Escrito por: Benjamin Breen
Traduzido por: Rayssa Feu
No aniversário de cem anos da morte de Jack London, Benjamin Breen analisou o último livro que seria publicado durante a sua vida, O andarilho das estrelas (The Star Rover, 1915) — uma história estranha sobre regime de isolamento e reencarnação interestelar que nos fala sobre as lutas e sonhos do próprio homem.
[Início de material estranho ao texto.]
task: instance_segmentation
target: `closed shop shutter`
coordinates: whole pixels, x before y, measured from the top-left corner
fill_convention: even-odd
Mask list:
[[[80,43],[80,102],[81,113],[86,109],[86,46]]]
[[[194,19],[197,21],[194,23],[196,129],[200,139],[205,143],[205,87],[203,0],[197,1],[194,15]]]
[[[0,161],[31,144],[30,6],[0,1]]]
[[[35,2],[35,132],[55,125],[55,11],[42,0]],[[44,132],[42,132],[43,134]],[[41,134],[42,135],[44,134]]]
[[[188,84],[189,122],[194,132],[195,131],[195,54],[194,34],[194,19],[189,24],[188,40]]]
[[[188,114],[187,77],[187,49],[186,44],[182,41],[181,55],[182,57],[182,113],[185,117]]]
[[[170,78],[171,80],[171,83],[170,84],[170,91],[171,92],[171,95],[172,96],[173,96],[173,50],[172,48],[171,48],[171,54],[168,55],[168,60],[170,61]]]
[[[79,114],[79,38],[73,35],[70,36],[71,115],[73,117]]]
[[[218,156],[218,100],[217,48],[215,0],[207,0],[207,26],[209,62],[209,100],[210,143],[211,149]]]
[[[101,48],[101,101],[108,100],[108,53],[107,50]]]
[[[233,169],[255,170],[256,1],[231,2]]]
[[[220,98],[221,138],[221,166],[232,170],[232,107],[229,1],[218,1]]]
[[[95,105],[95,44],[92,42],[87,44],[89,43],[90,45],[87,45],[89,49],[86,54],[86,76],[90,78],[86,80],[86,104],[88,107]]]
Um catamarã parte de Larkspur, cidade ao norte da Califórnia, vinte vezes por dia. A embarcação traça um arco suave em direção ao Ferry Building, em São Francisco, mais ao sul, passando por afloramentos rochosos vermelhos, montanhas baixas de grama dourada e, ocasionalmente, uma casa flutuante. Logo, a característica linha do horizonte de São Francisco aparece, torres em branco e prata perolados ultrapassam a camada permanente de neblina espessa que abraça a ponte Golden Gate. Os turistas se agrupam no estibordo do catamarã para admirar essa vista, mas raramente percebem que outro monumento emerge diretamente atrás deles. San Quentin.
Os arredores da prisão são de uma beleza arrebatadora. Obviamente o prédio em si é austero como deve ser uma penitenciária de segurança máxima: paredes de concreto manchado e pilares sombrios como os de uma catedral. Mas a paisagem é encantadora. À noite, com grilos cantando nas montanhas e o brilho de estrelas trespassando a névoa acima de São Francisco, a justaposição parece onírica, alucinante. É aqui, nesta prisão no meio do paraíso, que o romance O andarilho das estrelas, de Jack London se desenrola.
A única incursão de London no domínio da fantasia e da ficção científica é, ao mesmo tempo, um monólogo minimalista e amargurado sobre a vida na solitária e uma viagem exuberante pelo universo. O narrador do livro, Darrell Standing, se desenvolve indo, de forma cativante, da agonia de seu confinamento em uma camisa de força até suas viagens em meio as estrelas equipado com uma varinha de vidro que o permite acessar uma infinidade de vidas passadas, incluindo um eremita do Século 4, um caçador de focas naufragado, um espadachim medieval e um confidente de Pôncio Pilatos. É um romance sobre privação sensorial em uma realidade compartilhada e uma sobrecarga sensorial na realidade privada.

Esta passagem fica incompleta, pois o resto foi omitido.